Die vraag zette mij aan het denken. Kennelijk gaf mijn optreden aanleiding voor die vraag. Ik weet nog goed als student een heilig geloof gehad te hebben in ons strafrecht. Nu nadat ik bijna 15 jaar advocaat ben blijk ik veel kritischer te zijn. Soms roep ik zelfs, wanneer ik nuances even los laat, dat we op bepaalde punten een bananenrepubliek zijn. Ik zal niet hier al mijn opvattingen weergeven, maar 1 van de zaken waar ik me al jaren over opwind is dat zowel uit wetgeving als naar aanleiding het optreden van politici de stelling kan worden betrokken dat de scheiding der machten geweld wordt aangedaan.
Zo valt op dat een incident rond Saban B. voor de minister reden is de wet te willen wijzigen. Vorige week schreeuwde de 2e kamer weer om aandacht omdat het Amsterdamse hof Murat O. tijdelijk onder voorwaarden in vrijheid stelde. Murat was eerder door de rechtbank wegens vrouwenhandel veroordeeld. Daartegen was hij in beroep gegaan en tijdens die procedure vond de onderbreking van detentie plaats.
De leden van de 2e kamer vonden dit reden om weer eens moord en brand te schreeuwen. Kennelijk zijn bewindslieden hier nog gevoelig voor ook want diverse ministers lieten weten niet gelukkig te zijn met de beslissing van het hof.
Het is de laatste jaren aan de orde van de dag dat de wetgevende macht, de politici, geen enkele gene hebben om zich uit te laten over zaken die nog onder de rechter zijn. En de rechter? Die blijft, nee bleef, zo vaak stil. Advocaten kunnen wel hun mening over allerlei zaken geven, maar het zou zo goed zijn als ook rechters naar buiten treden.

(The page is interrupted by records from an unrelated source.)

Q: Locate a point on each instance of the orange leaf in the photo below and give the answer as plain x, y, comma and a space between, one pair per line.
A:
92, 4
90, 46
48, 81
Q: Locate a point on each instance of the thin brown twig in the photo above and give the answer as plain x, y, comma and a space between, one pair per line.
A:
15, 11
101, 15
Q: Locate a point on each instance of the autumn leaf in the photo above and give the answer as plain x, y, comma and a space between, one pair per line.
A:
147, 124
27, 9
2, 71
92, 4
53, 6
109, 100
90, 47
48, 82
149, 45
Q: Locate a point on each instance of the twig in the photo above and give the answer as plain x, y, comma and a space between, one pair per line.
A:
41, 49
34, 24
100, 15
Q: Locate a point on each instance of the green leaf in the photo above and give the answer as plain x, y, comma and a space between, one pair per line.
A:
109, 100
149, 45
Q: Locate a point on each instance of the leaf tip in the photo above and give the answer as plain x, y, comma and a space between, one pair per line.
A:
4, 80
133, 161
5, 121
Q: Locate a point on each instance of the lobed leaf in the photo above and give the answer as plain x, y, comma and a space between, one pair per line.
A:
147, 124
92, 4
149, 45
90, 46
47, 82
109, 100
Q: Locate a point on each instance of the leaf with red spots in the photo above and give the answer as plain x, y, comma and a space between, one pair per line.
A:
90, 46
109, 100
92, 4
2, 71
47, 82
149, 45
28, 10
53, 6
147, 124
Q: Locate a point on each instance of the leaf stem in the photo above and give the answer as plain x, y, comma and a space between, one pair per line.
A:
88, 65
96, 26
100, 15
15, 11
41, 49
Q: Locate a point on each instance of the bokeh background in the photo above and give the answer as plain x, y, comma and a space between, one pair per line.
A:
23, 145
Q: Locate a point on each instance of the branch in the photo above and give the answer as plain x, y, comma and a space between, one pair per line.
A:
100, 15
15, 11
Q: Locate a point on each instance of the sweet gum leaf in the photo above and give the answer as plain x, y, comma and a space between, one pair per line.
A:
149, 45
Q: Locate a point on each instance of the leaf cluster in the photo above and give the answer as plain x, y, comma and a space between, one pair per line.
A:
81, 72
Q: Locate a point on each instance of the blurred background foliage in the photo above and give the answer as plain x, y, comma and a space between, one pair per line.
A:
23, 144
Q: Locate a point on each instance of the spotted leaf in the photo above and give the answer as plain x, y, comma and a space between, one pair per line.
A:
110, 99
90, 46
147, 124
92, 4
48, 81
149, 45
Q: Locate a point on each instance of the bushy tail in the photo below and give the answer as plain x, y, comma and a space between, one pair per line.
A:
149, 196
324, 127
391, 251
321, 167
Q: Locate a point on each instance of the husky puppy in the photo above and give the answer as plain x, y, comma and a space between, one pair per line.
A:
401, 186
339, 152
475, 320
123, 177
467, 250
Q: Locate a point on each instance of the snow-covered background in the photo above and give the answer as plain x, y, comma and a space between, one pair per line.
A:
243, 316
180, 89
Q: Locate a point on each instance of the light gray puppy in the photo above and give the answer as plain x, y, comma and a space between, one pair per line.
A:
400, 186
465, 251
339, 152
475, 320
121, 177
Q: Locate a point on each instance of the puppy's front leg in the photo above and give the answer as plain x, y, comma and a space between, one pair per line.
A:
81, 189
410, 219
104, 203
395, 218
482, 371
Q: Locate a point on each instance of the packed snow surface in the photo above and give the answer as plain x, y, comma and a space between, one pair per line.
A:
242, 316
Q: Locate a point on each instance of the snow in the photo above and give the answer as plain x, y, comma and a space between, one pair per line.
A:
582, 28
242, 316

De president van het Amsterdamse hof, L. Verheij, zag aanleiding de media tegemoet te treden. Niet alleen gaf hij een persconferentie, ook schoof hij aan bij NOVA.
In een magistratelijk optreden gaf hij in de 1e plaats aan dat Murat nog een verdachte was. De zaak is nog niet onherroepelijk. Verheij liet optekenen naar buiten te willen treden omdat de zaak in de media een eigen dynamiek leek te krijgen. Ook niet onbelangrijk was dat de rechter durfde te benoemen dat de minister van justitie over de zaak sprak zonder alle feiten te kennen.
Nadat ik wat gepeinsd had over de vraag van de student journalistiek of ik nog trots was op het strafrecht moest ik bekennen dat dat wel aanzienlijk minder was geworden. Daar waar ik 15 jaar geleden dacht dat landen om ons heen een voorbeeld aan ons zouden kunnen nemen geloof ik nu dat Nederland erg veel van andere (Europese) landen kan en moet leren. Er zijn natuurlijk ook nog wel positieve punten, begrijp me niet verkeerd, maar er zijn momenten dat ik me zelfs afvraag hoe leuk het maatschappelijke, strafrechtelijke klimaat in ons ooit zo tolerante land nu nog is. Het optreden van L. Verheij was voor mij nodig voor het vertrouwen in ons systeem. Als je de gebruikelijke terughoudendheid van rechters in de media kent valt deze raadsheer moedig te noemen. Als je de wijze van optreden bekijkt, qua inhoud en performance, mag je hopen dat dit een vervolg krijgt. Jaren geleden stond Verheij in Den Haag bekend als een rechter die weliswaar rechtvaardig, maar erg streng was. Ik wil daar maar mee zeggen dat er niet een softy aan het werk was bij NOVA die gelooft in pappen en nathouden. Het is mijn heilige geloof dat als de rechterlijke macht dit voorbeeld meer gaat volgen er bij het publiek en misschien zelfs ook wel bij de lezers van Juul Paradijs, meer begrip ontstaat van en voor het strafrecht. Op die manier zal er weer trots kunnen groeien voor het rechtssysteem.